Using the interface like
randi(6,1,10)
will apply some kind of transformation on the raw result of the random generator. This transformation is not trivial in general and Matlab will almost certainly do a different selection step than Boost.
Try comparing raw data streams from the RNGs - chances are they are the same
In case this helps anyone interested in the question:
In order to the get the same behavior for the Twister algorithm:
Download the file
http://www.math.sci.hiroshima-u.ac.jp/~m-mat/MT/MT2002/CODES/mt19937ar.c
Try the following:
#include <stdint.h>
// mt19937ar.c content..
int main(void)
{
int i;
uint32_t seed = 100;
init_genrand(seed);
for (i = 0; i < 100; ++i)
printf("%.20f\n",genrand_res53());
return 0;
}
Make sure the same values are generated within matlab:
RandStream.setGlobalStream( RandStream.create('mt19937ar','seed',100) );
rand(100,1)
randi() seems to be simply ceil( rand()*maxval )
Thanks to Fezvez's answer I've written xor128 in matlab:
function [ w, state ] = xor128( state )
%XOR128 implementation of Xorshift
% https://en.wikipedia.org/wiki/Xorshift
% A starting state might be [123456789, 362436069, 521288629, 88675123]
x = state(1);
y = state(2);
z = state(3);
w = state(4);
% t1 = (x << 11)
t1 = bitand(bitshift(x,11),hex2dec('ffffffff'));
% t = x ^ (x << 11)
t = bitxor(x,t1);
x = y;
y = z;
z = w;
% t2 = (t ^ (t >> 8))
t2 = bitxor(t, bitshift(t,-8));
% t3 = w ^ (w >> 19)
t3 = bitxor(w, bitshift(w,-19));
% w = w ^ (w >> 19) ^ (t ^ (t >> 8))
w = bitxor(t3, t2);
state = [x y z w];
end
You need to pass state in to xor128 every time you use it.

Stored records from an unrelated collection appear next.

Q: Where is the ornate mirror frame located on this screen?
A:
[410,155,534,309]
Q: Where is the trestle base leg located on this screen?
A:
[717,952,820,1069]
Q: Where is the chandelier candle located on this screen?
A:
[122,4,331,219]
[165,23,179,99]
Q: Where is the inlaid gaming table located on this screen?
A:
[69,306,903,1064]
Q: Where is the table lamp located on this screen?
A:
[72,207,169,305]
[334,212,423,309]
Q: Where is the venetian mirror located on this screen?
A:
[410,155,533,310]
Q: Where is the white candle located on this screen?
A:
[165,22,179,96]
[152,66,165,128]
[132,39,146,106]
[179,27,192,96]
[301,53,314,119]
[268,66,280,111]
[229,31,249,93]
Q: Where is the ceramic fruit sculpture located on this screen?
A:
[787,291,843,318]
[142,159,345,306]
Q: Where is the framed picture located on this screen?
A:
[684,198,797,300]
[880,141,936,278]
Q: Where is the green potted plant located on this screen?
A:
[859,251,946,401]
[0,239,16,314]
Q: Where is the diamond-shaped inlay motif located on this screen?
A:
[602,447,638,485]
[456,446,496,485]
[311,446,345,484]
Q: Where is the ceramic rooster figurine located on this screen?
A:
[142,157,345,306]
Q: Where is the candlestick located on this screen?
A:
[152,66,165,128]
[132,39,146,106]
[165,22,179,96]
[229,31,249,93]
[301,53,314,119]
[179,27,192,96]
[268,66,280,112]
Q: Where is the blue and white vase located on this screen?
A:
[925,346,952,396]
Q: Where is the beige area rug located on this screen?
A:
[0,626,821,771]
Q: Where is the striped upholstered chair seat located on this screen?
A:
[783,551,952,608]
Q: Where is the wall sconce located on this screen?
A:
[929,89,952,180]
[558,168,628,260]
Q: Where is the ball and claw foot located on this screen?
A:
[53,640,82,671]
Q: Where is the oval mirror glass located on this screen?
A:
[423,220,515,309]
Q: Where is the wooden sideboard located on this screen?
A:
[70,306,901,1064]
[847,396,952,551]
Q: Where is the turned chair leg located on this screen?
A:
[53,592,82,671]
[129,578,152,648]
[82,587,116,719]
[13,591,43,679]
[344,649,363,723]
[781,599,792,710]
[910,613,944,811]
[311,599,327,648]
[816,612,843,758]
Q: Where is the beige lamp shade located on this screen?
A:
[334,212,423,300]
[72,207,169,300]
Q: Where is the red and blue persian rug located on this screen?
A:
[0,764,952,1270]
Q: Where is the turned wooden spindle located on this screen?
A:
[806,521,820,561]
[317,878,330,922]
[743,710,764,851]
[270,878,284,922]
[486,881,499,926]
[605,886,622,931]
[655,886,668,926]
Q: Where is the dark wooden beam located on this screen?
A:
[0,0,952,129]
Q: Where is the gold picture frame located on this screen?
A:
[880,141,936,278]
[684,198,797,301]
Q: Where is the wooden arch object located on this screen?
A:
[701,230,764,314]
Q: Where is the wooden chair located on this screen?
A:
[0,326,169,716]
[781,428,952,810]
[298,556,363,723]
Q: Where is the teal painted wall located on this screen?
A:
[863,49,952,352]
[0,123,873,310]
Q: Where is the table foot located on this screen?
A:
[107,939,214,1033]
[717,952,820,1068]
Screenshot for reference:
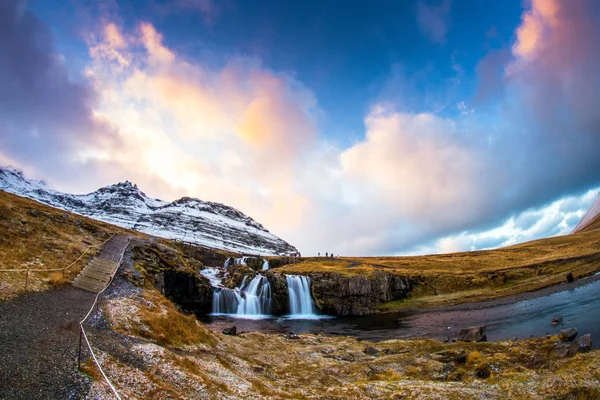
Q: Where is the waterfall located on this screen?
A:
[212,275,271,315]
[212,288,242,314]
[237,275,271,315]
[285,275,315,315]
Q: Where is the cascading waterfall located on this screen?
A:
[237,275,271,315]
[285,275,315,316]
[212,275,271,315]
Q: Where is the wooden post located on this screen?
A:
[77,325,83,371]
[25,268,29,291]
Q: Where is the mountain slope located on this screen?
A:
[571,193,600,233]
[0,167,297,255]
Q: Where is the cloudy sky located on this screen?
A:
[0,0,600,255]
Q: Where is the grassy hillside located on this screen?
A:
[0,191,139,300]
[278,218,600,311]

I've written a "tester" function which simply returns a vector with random numbers. I tested 1000 numbers output by this function against values output by cpp with gcc and it is perfect.
function [ v ] = txor( iterations )
%TXOR test xor128, returns vector v of length iterations with random number
% output from xor128
% output
v = zeros(iterations,1);
state = [123456789, 362436069, 521288629, 88675123];
i = 1;
while i <= iterations
disp(i);
[t,state] = xor128(state);
v(i) = t;
i = i + 1;
end
I would be very careful assuming that two different implementations of pseudo random generators (even though based on the same algorithms) produce the same result. There could be that one of the implementations use some sort of tweak, hence producing different results. If you need two equal "random" distributions I suggest you either precalculate a sequence, store and access from both C++ and Matlab or create your own generator. It should be fairly easy to implement MT19937 if you use the pseudocode on Wikipedia.
Take care ensuring that both your Matlab and C++ code runs on the same architecture (that is, both runs on either 32 or 64-bit) - using a 64 bit integer in one implementation and a 32 bit integer in the other will lead to different results.